Le gouvernement français se penche en ce moment sur des moyens de réaliser des économies solides, visant 40 milliards d’euros pour le budget de 2026. Parmi les options envisagées, on retrouve la suppression de l’abattement fiscal de 10 % appliqué aux pensions des retraités. Cette idée provoque déjà des remous dans les milieux politiques et pourrait bien peser sur le porte-monnaie des retraités, tout en soulevant des interrogations sur ses retombées économiques et sociales.
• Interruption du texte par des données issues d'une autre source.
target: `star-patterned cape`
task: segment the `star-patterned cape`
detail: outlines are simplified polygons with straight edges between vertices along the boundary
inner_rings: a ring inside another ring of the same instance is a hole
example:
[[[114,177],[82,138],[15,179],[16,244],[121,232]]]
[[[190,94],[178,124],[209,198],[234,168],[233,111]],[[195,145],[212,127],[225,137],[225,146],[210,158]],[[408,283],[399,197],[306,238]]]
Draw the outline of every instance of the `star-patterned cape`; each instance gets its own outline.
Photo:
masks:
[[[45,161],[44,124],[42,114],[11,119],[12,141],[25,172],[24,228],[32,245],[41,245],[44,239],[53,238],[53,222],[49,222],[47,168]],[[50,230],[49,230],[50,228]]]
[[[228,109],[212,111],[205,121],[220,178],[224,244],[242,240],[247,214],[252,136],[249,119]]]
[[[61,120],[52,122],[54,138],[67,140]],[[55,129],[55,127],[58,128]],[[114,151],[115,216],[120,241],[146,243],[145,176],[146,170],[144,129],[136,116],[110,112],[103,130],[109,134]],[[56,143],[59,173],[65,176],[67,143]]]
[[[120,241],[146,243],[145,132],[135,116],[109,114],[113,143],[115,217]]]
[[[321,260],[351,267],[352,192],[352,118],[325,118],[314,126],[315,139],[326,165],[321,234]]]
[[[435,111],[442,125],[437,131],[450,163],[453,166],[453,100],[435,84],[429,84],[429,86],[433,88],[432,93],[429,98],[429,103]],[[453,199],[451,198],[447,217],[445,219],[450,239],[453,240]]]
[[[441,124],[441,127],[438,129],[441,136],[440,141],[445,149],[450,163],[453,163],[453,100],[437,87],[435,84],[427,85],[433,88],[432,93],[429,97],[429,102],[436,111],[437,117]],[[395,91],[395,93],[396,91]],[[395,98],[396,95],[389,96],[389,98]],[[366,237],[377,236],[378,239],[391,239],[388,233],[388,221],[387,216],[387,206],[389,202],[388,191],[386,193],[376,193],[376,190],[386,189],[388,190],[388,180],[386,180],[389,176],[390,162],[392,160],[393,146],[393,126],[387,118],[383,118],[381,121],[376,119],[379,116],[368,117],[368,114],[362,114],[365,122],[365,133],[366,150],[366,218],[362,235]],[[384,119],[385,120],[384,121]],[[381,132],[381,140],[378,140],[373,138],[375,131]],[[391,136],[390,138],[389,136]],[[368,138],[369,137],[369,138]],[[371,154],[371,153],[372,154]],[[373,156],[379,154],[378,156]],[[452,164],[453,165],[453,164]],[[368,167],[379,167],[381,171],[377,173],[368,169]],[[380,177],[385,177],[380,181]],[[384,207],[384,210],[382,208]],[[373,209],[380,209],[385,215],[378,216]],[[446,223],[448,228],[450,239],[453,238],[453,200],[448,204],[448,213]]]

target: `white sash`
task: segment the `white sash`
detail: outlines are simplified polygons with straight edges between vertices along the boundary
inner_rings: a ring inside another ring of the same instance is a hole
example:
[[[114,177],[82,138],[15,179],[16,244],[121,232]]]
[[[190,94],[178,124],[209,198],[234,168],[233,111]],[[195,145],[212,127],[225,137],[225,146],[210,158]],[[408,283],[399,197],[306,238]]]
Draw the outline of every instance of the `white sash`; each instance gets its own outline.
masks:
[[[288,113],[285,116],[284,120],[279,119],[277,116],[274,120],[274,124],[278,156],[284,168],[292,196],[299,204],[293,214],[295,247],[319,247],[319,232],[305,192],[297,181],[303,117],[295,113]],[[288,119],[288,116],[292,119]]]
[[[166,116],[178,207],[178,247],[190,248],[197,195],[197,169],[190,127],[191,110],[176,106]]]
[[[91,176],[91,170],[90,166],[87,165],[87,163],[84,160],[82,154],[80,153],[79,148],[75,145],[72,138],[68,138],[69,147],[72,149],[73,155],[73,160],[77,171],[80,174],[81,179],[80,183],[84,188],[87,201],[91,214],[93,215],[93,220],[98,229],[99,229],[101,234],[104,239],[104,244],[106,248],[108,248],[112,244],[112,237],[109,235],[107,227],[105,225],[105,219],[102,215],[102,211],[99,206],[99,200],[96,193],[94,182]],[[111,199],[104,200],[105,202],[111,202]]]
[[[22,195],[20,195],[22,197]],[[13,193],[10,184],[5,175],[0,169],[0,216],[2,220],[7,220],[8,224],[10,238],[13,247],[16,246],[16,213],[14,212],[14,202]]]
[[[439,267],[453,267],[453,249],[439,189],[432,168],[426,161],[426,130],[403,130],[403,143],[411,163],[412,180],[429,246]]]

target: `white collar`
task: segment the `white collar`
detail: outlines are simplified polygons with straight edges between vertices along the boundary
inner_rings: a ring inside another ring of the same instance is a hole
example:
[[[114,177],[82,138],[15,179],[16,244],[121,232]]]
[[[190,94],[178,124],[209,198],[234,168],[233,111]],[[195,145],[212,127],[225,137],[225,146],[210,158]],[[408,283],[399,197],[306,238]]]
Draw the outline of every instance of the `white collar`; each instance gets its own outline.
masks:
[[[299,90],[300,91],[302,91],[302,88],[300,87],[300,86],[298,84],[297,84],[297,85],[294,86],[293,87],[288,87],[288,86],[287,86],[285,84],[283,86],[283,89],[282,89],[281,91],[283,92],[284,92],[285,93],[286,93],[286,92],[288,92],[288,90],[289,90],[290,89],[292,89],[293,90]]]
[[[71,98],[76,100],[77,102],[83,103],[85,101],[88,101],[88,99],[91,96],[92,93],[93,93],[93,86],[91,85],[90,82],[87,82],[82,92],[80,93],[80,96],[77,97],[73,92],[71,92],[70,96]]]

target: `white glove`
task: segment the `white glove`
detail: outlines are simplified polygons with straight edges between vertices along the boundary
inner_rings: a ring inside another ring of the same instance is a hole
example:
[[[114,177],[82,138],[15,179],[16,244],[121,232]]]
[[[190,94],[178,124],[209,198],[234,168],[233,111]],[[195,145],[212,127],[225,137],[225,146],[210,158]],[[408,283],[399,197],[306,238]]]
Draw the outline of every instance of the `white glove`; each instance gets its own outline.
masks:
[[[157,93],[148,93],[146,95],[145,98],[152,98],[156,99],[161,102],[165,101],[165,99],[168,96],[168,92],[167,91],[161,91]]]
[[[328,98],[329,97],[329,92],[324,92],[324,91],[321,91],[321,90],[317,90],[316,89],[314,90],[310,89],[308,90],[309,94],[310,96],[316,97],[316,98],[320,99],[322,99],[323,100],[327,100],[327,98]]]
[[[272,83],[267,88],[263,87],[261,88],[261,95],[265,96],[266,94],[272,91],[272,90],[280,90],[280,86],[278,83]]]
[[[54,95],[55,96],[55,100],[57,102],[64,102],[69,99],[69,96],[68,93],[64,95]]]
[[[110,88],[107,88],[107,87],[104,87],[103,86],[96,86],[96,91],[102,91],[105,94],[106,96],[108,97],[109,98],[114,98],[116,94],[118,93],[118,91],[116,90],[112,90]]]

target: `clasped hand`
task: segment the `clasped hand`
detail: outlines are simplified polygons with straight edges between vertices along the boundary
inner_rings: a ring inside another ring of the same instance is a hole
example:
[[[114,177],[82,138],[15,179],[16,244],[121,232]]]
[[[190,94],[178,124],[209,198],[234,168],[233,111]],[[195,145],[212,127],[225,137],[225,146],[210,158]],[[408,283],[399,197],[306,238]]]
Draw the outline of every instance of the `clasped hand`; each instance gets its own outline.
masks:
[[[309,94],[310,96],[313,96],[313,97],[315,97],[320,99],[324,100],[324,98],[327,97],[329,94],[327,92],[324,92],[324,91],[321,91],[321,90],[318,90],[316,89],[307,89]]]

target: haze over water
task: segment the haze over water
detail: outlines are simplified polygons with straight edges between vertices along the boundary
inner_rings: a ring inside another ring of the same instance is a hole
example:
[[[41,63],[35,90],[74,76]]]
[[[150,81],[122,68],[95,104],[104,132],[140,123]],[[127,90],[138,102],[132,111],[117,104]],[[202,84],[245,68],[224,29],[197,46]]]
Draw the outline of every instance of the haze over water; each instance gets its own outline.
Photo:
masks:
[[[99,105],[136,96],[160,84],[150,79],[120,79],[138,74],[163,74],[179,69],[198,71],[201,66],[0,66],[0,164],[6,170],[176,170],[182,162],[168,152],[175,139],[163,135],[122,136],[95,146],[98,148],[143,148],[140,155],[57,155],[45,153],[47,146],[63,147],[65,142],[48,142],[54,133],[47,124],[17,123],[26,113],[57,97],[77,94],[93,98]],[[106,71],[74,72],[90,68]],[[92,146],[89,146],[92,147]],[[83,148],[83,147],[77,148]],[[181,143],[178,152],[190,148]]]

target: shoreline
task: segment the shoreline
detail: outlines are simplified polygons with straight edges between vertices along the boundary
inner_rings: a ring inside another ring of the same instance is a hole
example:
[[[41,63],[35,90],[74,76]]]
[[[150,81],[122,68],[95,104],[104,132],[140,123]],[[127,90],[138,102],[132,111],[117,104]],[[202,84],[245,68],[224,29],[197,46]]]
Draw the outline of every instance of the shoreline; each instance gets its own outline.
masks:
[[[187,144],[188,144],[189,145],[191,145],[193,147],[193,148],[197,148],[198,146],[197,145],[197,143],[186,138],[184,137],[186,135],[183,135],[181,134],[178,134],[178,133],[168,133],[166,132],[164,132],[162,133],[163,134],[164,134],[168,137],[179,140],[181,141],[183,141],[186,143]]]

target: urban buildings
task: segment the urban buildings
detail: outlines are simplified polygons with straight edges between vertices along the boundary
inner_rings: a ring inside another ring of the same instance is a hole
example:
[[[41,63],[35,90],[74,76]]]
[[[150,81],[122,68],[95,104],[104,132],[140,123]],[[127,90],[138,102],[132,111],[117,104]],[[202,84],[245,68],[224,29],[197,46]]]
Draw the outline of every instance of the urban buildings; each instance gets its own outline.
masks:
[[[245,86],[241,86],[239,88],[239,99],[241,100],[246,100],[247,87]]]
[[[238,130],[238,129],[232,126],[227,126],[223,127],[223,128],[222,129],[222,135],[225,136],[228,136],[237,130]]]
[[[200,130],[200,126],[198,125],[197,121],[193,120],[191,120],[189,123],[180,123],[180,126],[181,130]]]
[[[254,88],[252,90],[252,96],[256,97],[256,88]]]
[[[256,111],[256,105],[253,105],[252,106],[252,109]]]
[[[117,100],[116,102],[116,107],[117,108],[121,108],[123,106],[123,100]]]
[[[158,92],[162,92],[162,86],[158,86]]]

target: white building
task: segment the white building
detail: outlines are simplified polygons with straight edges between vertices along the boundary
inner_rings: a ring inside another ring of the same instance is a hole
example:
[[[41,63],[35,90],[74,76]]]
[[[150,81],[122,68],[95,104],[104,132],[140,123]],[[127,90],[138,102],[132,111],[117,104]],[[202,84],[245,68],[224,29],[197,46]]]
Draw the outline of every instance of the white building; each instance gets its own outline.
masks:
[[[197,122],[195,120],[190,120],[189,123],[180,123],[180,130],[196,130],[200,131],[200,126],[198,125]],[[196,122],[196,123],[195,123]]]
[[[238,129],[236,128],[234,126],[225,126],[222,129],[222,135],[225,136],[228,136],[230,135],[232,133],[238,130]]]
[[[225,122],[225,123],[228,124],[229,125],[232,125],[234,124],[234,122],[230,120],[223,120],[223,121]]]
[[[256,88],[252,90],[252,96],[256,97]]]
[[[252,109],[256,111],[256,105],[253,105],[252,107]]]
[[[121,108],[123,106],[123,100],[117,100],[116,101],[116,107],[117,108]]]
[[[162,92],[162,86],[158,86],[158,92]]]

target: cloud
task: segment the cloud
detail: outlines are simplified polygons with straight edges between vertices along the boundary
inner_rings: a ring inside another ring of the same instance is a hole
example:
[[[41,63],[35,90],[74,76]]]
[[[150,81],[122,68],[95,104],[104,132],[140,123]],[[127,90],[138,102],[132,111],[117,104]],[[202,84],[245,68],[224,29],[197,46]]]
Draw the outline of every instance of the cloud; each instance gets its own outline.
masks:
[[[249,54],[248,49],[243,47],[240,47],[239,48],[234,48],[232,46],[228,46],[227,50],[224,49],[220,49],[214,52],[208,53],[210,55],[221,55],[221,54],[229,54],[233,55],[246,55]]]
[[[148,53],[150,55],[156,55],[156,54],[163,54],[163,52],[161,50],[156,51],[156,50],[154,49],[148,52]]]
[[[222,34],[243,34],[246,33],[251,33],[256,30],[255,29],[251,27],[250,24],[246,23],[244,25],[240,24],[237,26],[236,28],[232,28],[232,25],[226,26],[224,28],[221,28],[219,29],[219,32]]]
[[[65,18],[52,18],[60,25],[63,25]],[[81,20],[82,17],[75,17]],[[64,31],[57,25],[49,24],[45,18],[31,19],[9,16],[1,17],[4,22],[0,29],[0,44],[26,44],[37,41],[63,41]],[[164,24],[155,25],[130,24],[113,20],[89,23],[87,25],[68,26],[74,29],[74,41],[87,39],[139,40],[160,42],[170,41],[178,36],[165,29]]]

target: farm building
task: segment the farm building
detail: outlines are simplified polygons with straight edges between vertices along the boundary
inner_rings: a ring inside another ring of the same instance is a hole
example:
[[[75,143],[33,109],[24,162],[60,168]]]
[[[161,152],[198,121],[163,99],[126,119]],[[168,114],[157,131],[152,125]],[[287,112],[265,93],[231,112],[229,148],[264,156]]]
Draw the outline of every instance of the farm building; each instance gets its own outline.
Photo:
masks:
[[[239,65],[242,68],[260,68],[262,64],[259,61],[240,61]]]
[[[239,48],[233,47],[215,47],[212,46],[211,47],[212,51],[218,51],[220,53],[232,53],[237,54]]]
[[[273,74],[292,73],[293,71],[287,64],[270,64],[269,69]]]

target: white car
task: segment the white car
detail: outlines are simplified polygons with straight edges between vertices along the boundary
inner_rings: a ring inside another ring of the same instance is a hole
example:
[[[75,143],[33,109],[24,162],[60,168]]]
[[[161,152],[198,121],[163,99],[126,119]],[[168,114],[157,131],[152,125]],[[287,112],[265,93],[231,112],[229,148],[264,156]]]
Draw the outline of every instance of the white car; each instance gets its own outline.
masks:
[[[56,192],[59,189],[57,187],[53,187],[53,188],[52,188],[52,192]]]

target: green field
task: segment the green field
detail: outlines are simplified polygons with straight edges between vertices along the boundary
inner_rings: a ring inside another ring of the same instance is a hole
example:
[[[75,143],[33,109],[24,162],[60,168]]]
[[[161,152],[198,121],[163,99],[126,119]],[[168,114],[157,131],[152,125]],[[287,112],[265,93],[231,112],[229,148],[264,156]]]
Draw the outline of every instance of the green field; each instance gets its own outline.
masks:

La situation budgétaire et l’idée du gouvernement
Avec le budget de 2025 qui a été adopté dans la mouise, le ministère des Finances à Bercy discute vivement pour préparer celui de 2026. L’une des pistes sur la table serait de supprimer l’abattement fiscal de 10 % dont bénéficient actuellement les retraités. Mise en place en 1978, cette mesure permettait de compenser la baisse de revenus à la retraite en allégeant la charge fiscale. La Cour des comptes estime que lever cet avantage pourrait rapporter environ 5 milliards d’euros par an.
Cette proposition ne fait pas l’unanimité. Presque tous les partis, qu’ils soient de gauche ou de droite, y voient une mauvaise idée. Pourtant, le 19 avril, Amélie de Montchalin a laissé entendre dans une interview au Parisien que cette option restait sérieusement envisagée : « Et si on s’attaquait à l’abattement fiscal de 10 % dont bénéficient les retraités ? ».
Comment fonctionne l’abattement fiscal
Actuellement, l’abattement fiscal s’applique automatiquement aux revenus des retraités, avec un plafond de 4.399 euros par foyer. Il est surtout destiné à alléger la facture fiscale des foyers modestes ou moyens qui peinent à déclarer correctement leurs pensions. De leur côté, les actifs bénéficient d’une déduction similaire, mais ils peuvent choisir de déclarer leurs frais réels, ce qui peut grimper jusqu’à 14.171 euros.
Si on supprime cet abattement, près de 500.000 retraités qui ne payaient pas d’impôt le deviendraient, et ceux déjà imposables verraient leur facture augmenter. Par exemple, un retraité percevant une pension mensuelle de 1.542 euros, aujourd’hui exonéré grâce à ce dispositif, devrait s’attendre à régler environ 272 euros d’impôt sans l’abattement.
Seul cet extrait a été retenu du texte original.